Installation and Setup
Note: This setup was tested on macOS with Apple Silicon (M1/M2 chips) using conda environment.
Step 1: Install Qiskit and Qiskit Aer
In Qiskit 2.x, the simulator backend (Aer) has been moved to a separate package. You need to install both:
Code
conda install -c conda-forge qiskit qiskit-aer -y
Alternatively, you can use pip, but conda is recommended for Apple Silicon Macs:
Code
pip install qiskit qiskit-aer
Step 2: Configure Python Path for R/reticulate
If you’re using R with reticulate (as in this document), you need to set the correct Python path:
Code
# Set Python path to your conda installation
Sys.setenv(RETICULATE_PYTHON="/opt/anaconda3/bin/python")

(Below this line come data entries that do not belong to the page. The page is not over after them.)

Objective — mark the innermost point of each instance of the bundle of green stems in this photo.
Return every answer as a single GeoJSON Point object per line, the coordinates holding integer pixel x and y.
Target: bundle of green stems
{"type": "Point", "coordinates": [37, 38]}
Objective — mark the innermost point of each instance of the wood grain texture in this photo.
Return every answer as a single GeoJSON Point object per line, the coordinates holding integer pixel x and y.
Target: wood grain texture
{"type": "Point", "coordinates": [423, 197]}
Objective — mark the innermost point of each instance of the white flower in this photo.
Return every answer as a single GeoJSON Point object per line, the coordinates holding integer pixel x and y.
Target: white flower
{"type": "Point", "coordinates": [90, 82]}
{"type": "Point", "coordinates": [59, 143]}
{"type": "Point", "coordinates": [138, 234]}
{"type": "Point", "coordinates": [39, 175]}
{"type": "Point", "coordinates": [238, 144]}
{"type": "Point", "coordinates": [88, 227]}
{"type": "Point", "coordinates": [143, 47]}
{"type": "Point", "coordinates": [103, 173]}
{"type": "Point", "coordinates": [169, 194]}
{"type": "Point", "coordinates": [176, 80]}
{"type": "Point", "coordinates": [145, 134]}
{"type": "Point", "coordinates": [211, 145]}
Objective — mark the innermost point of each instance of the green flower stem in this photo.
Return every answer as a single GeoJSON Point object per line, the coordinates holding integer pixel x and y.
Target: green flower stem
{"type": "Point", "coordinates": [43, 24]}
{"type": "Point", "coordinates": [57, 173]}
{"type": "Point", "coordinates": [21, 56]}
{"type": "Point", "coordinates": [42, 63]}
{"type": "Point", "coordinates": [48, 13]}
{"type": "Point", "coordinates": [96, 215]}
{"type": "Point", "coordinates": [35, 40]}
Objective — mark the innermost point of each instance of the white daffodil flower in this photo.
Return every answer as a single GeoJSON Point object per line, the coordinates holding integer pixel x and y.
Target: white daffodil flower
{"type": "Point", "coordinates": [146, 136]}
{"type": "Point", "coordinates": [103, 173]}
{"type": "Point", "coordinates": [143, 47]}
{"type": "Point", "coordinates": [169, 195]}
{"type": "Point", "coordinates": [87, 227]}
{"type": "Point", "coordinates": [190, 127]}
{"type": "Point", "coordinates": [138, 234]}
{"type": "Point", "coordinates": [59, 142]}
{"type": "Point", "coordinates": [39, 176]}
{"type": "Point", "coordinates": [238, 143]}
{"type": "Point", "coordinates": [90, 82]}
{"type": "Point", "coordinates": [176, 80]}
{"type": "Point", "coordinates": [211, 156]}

To find your Python path, run in terminal:
Code
which python3
# or
python3 -c "import sys; print(sys.executable)"
Step 3: Verify Installation
Test that everything works:
Code
import qiskit
from qiskit_aer import Aer
print(f"Qiskit version: {qiskit.__version__}")
Qiskit version: 2.1.0
Code
print(f"Available backends: {Aer.backends()}")
Available backends: [AerSimulator('aer_simulator'), AerSimulator('aer_simulator_statevector'), AerSimulator('aer_simulator_density_matrix'), AerSimulator('aer_simulator_stabilizer'), AerSimulator('aer_simulator_matrix_product_state'), AerSimulator('aer_simulator_extended_stabilizer'), AerSimulator('aer_simulator_unitary'), AerSimulator('aer_simulator_superop'), QasmSimulator('qasm_simulator'), StatevectorSimulator('statevector_simulator'), UnitarySimulator('unitary_simulator')]
Important Changes in Qiskit 2.x
- Aer import: Use
from qiskit_aer import Aer
instead offrom qiskit import Aer
- Circuit execution: Use
backend.run(circuit)
instead ofexecute(circuit, backend)
- Circuit composition: Use
circuit1.compose(circuit2)
instead ofcircuit1 + circuit2
Once you have the library properly installed, you can start playing with the code.
Quantum Gates
Any quantum algorithm will involve single qubit and multi qubit operations. This introduction code, for example, has a Hadamard-Walsh gate, which transforms \(|0\rangle\) to \(\frac{|0\rangle+|1\rangle}{\sqrt{2}}\). There will be other operations that act on two qubits at once, such as the controlled-not (CNOT) gate. We will start from a state \(|\psi\rangle_f\) which is a tensor product of \(3\) independent states, initialized at \(|0\rangle\), i.e.: \[\begin{equation} |\psi\rangle_i=|000\rangle \label{eq:psi0}. \end{equation}\] After a set of gate operations, we will arrive at a three-qubit GHZ state, which is given by \[\begin{equation} |\psi\rangle_f=\frac{|000\rangle+|111\rangle}{\sqrt{2}} \label{eq:psi1}. \end{equation}\]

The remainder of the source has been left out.